Stated as simply as I can, fault can copy a page from an arbitrarily deep level of nesting in the backing object chain while the collapse scan only prevents collapses of immediately adjacent objects in the chain. Before this patch, we simply look at the page count and page validity to determine if an object completely shadows its backing_object. Because we atomically swap the backing page and first_object page in pmap_enter() the backing_object page exists in pmap after the shadow check could return true.
Today this bug only triggers with deep chains. With my collapse patch it is possible with only a pair of objects because pip doesn't stop us from scanning the shadow chain.

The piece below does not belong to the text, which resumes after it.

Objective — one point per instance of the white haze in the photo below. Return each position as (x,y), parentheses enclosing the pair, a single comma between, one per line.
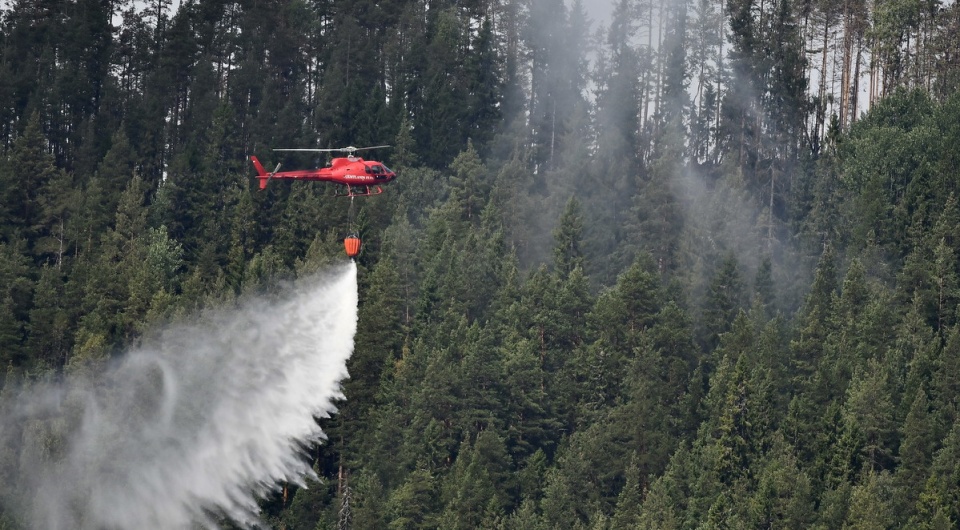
(200,424)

To address this, I prevent scan_all_shadowed from returning true if the page in the backing_object is xbusy and I always do the full scan. Then, I added another page pointer to the fault state. This page is left xbusy until fault completes or is restarted. In this way we hold the original backing object page until the cow replacement is complete.
Long term I would like to make a shared busy lock type that allows us to do concurrent faults while preventing pageouts. This can't have the same semantics as shared busy which still permits page invalidation. For now I don't think the extra serialization and scans are particularly problematic. My entire object locking branch completes a parallel buildkernel on a 100 core machine in 1/10th the time of current.